Sunday, July 17, 2011

Repulsion (1965)

Director: Roman Polanski
Stars: Catherine Deneuve, Ian Hendry, John Fraser

Review:

There are very few directors that have been into movies since the 1960s who are still delivering to this very day. Roman Polanski is one of them and from all directors I could think of, he is the only one. Repulsion (1965) is his earlier work that bought him into international notification. 

In 1960s, when the terms like schizophrenia and OCD were lesser known to the general public, people fear of what those mentally disordered people perceive. Repulsion sets the formula for the psychedelic film about mentally disordered to come. Psycho (1960) was also about the mentally ill, but it never see things in the perspective of the insane, but Repulsion follows the mind of the disordered almost like a conscience stream.

So the flows goes like this: first it shows the audiences all the elements that haunted the lunatic, and then gradually the protagonist witness surreal things happening around him/her. The happenings grows stronger and stronger, and more unrealistic. Finally some normal people invaded and discovered that most of the surreal hauntings were only happened in the protagonist's mind.

In Repulsion the protagonist is a girl who is very depending and attached to his elder sister. She works in a grooming house, in which her workmate is female, and her clients are females. Male invaded her world when her elder sister had a boyfriend, which occasionally stayed overnight. She could not handled it, and when her sister were away for vacation, she really gets into her mind.
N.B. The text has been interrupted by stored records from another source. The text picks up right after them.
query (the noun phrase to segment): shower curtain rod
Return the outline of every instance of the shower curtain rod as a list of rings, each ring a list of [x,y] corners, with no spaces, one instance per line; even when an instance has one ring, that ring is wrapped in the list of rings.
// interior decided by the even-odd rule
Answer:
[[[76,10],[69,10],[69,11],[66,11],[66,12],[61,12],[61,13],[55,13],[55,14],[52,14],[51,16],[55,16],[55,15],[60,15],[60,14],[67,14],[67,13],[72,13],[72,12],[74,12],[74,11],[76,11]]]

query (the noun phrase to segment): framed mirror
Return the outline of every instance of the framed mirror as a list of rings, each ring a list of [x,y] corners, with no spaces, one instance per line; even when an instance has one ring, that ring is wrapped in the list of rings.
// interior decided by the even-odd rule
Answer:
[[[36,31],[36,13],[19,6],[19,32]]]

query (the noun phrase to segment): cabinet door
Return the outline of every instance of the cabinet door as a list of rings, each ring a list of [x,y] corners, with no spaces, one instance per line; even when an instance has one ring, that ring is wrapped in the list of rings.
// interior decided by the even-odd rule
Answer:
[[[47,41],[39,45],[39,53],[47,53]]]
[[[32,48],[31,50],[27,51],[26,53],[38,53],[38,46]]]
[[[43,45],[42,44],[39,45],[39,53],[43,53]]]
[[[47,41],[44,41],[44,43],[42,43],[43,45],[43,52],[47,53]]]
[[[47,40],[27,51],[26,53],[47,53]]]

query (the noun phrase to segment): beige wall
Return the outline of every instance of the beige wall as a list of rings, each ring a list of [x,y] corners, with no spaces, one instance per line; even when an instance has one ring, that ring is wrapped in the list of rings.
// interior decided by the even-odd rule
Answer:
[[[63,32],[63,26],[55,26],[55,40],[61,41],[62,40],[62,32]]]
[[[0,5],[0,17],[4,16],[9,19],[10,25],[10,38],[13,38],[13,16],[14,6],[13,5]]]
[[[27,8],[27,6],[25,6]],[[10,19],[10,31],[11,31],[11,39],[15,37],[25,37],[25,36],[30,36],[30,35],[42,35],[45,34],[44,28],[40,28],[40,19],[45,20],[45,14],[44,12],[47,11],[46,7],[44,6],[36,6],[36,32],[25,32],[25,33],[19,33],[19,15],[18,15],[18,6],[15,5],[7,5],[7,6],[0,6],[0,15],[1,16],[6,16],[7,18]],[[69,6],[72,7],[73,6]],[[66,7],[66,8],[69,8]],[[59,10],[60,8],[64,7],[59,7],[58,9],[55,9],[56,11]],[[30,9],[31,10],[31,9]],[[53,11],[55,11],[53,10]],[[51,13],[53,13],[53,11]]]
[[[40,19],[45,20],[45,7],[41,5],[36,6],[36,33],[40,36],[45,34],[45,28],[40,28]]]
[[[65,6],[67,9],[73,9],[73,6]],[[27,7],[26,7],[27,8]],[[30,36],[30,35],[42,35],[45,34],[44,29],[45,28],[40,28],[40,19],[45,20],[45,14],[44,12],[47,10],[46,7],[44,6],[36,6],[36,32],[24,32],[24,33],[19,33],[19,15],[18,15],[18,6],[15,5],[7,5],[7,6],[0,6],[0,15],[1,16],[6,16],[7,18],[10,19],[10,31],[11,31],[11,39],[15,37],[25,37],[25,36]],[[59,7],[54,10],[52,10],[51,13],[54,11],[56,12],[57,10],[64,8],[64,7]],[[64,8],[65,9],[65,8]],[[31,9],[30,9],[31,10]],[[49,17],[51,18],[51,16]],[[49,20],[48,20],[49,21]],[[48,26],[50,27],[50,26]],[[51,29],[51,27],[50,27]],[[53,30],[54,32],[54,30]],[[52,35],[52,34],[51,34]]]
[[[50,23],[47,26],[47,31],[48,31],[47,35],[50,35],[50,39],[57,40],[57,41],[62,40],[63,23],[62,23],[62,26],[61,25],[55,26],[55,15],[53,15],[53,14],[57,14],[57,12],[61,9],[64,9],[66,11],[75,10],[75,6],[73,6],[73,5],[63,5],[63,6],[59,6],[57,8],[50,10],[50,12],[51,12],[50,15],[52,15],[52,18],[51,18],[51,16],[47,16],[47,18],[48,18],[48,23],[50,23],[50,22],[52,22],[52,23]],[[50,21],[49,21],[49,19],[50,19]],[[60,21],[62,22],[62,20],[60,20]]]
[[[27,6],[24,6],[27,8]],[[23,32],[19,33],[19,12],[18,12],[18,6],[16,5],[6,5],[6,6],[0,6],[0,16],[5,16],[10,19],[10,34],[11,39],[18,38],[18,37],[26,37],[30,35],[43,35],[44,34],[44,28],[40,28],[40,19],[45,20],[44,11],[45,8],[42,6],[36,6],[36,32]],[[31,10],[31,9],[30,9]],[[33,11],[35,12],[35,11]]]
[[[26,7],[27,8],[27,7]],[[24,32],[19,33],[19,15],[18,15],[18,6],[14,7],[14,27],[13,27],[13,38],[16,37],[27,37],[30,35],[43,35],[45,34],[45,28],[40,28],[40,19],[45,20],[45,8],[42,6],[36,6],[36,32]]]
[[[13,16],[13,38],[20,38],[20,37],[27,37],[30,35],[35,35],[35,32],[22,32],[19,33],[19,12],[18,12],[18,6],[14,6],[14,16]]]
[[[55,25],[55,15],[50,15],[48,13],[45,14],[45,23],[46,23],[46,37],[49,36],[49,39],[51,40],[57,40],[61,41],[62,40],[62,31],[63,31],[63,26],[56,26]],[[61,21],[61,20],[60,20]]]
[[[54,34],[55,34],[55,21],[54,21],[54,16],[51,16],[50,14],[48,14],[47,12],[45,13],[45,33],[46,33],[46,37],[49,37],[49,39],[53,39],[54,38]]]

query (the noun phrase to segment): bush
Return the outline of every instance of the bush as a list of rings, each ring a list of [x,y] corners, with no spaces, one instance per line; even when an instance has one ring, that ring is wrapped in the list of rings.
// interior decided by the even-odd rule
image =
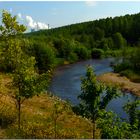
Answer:
[[[43,43],[35,44],[35,59],[40,72],[47,71],[54,66],[55,53],[53,49]]]
[[[123,70],[129,69],[130,64],[129,63],[116,64],[113,68],[114,68],[114,72],[121,72]]]
[[[120,74],[122,76],[126,76],[127,78],[129,78],[132,82],[136,82],[136,83],[140,82],[140,75],[136,74],[130,69],[121,71]]]
[[[80,60],[85,60],[90,58],[90,51],[84,46],[78,46],[75,48],[75,53]]]
[[[104,55],[104,51],[101,49],[94,48],[92,49],[92,58],[102,58]]]
[[[76,55],[76,53],[71,52],[70,55],[69,55],[69,57],[68,57],[68,61],[69,61],[70,63],[74,63],[74,62],[76,62],[77,60],[78,60],[78,56]]]

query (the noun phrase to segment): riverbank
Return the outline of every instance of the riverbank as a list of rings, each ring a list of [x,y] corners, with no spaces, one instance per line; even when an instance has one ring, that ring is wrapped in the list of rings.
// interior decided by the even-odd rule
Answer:
[[[123,91],[129,91],[136,96],[140,96],[140,83],[131,82],[125,76],[118,73],[105,73],[97,77],[97,79],[105,84],[119,86]]]

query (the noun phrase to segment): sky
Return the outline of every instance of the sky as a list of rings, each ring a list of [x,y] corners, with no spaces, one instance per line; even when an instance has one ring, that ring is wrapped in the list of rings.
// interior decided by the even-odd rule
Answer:
[[[28,30],[47,29],[95,19],[115,17],[140,12],[140,2],[135,1],[6,1],[0,2],[2,10],[17,15]],[[1,20],[0,20],[1,24]]]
The films shows she both repels and fantasied of being abused. She dreamt of being raped, in which we could tell it was her nightmare. But later we see her put on her lipstick and lied on the bed, almost being prepared of the imaginery rapist. She is also a mysophobia, in which she would gag over an unwashed cloth, but could do nothing about a dead rabbit taken out of the fridge because she was so traumatized by her fantasies.

What is so scary or thrilling about the scenes? Well Repulsion does lost her charm due to age. As we were mostly understand about mental disorder, we could tell right from the start that the protagonist is having a psychotic episode. You know fairly well that what is real and what is not, which kills some of the thrills about wondering whether it is truely happening or just inside her head.

However, in the 1960s, it is truly an inspirational and influencial film, that the whole theme became a cliche nowadays. Dont get me wrong I absolutely love the genre of surrealism and illusions, and to get to the root, watching Repulsion is compulsory.